For the past several years, Hollis and Iwersen and other surgeons at Flathead Valley Orthopedic Center trained then tested several different computer guidance systems. They chose the Stryker Navigation System, which required more than a $250,000 investment by the medical center.

It works by combining computers, infrared cameras and wireless instruments to produce detailed, three-dimensional computer images. As the surgeon works, the high-tech network tracks in real time the placement of instruments inside the patient.

Karen Lee, operating room manager, said it was amazing for a hospital the size of Kalispell Regional Medical Center to have this technology.

"A lot of this is a tribute to the quality of physicians that we have here," she said.

Because of the testing period, Lee said the medical center was able to time the purchase to acquire the latest upgrade Stryker offered. According to Hollis, the advance of computer technology has made a world of difference in guidance products.

"We were one of the testing sites in 1994-1995," he said. "Back then, it was just miserable - It was slow and it broke down a lot."

Hollis described the streamlined process with the Stryker Navigation System.

After a diagnosis of a problem such as a brain tumor, the patient has an MRI or CT scan with little buttons on the head which act as alignment markers. The information from the scan feeds into the computer.

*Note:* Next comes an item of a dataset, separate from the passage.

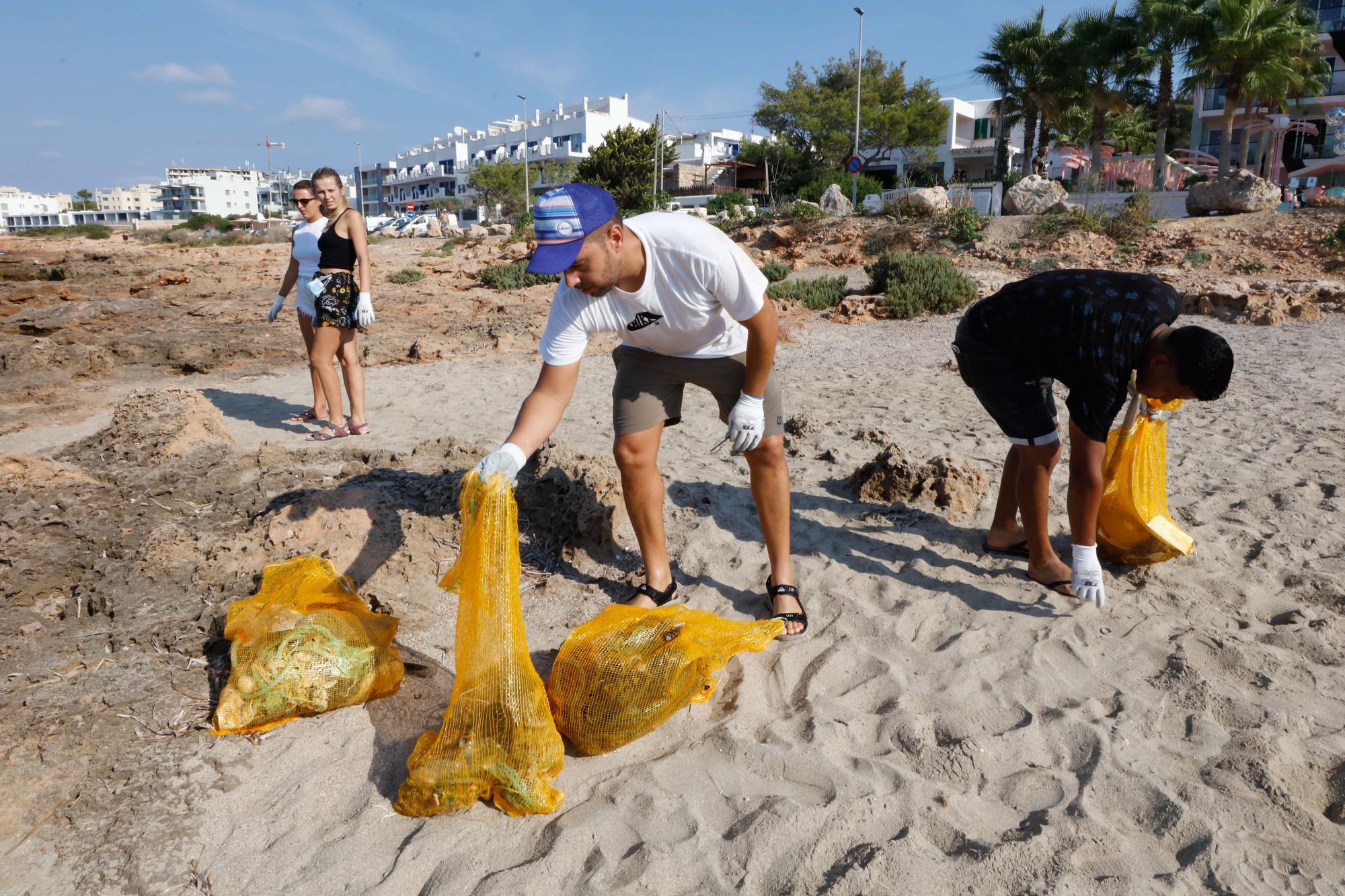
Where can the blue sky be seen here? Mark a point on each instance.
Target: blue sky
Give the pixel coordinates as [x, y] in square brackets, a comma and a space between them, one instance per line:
[112, 93]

"This equipment uses the same technology as GIS tracking," Hollis said.

The software provides a definitive rendering in three-dimensional space. As the neurosurgeon touches a pointer to any place on the patient's skull, the equipment lights up that precise area on the screen.

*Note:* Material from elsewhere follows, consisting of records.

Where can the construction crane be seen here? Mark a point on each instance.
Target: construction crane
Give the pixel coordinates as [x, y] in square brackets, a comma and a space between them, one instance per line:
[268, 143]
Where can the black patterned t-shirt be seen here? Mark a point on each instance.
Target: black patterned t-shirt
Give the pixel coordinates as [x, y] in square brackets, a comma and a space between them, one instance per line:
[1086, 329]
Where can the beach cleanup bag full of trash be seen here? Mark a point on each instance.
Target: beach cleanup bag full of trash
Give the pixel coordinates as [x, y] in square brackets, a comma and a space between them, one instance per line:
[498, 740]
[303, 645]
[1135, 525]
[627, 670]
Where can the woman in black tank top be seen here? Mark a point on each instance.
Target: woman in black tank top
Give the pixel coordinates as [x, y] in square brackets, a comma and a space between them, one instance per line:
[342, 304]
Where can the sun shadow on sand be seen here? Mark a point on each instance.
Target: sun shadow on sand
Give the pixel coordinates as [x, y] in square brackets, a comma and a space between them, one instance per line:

"I had a 14-year-old child that had a brain tumor right on the base of the temporal lobe," Hollis said.

Although the tumor was not cancerous, it was causing the child to have seizures. Hollis used the navigator equipment to pinpoint the precise area to penetrate the skull to remove the tumor.

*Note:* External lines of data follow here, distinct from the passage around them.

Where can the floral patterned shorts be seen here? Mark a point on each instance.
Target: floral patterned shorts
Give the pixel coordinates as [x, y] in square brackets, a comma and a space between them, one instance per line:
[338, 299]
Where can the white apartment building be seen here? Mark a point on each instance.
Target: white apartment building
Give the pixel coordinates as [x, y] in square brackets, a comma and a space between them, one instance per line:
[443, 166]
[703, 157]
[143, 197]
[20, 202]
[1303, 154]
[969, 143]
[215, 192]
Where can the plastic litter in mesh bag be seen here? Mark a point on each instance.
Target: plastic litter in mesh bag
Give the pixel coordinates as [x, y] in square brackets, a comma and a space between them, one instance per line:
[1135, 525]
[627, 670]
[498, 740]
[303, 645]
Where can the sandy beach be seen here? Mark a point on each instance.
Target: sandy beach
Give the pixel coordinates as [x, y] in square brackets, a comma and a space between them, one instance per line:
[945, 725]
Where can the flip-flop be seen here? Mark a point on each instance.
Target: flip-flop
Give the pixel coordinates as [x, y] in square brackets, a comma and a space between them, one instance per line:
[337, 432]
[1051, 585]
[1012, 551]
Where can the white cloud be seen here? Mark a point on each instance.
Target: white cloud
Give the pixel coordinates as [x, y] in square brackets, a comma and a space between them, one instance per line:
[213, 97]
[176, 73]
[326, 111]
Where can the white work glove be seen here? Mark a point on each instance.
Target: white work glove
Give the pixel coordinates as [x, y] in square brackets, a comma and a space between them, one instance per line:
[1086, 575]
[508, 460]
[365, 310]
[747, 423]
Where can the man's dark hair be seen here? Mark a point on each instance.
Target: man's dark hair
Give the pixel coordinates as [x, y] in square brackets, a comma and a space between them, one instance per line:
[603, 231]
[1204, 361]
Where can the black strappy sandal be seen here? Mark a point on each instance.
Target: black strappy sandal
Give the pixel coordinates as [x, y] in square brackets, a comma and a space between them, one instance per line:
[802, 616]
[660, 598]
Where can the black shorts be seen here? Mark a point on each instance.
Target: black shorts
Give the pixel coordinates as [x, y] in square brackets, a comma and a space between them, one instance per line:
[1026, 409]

Hollis said the child was back in school within a week.

He also used the navigator to operate on a 15-year-old cheerleader with a tumor close to areas involved in her vision. Without the navigator, Hollis said he would never have attempted to remove the tumor.

"Thanks to the equipment, I was able to remove it without injuring the optical field," he said.

Iwersen recently used the navigator to replace a knee on a patient with a thigh bone bowed by an earlier fracture. He said these unique patients benefit the most from the navigator.

The surgeon held up the two diamond-shaped trackers he installed above and below the knee on the patient. Iwersen then used the pointer to trace around the joint.

"We map the anatomy of the patient," he said.

The navigator's software collated the information from the pointer to display a three-dimensional picture of the patient's unique knee.

The computer also figured the angles, lines and measurements needed to best align the prosthetic knee.

As Iwersen operated, the monitor showed his progress as he removed bone and installed the new knee.

"This gives us all we need to be assured of making precise cuts," Iwersen said. "We're the only site in Montana that has this" for orthopedic surgery.

In about two months, he said, the hospital would have additional equipment to use the navigator for hip replacement surgery.

The system offers the same benefits for hips as knees by displaying the individual patient's biomechanics prior and during surgery.

For orthopedic patients, the navigator may mean a shorter hospitalization, fewer complications and improved joint stability. Neurosurgical patients have the peace of mind of knowing the equipment may reduce mortality, paralysis or loss of function.

Hollis, Griffith and Iwersen agree the navigator's benefits justified Kalispell Regional's investment. But technology means little without a skilled surgeon.

"This is our compass," Hollis said. "But it doesn't absolve us from driving the ship."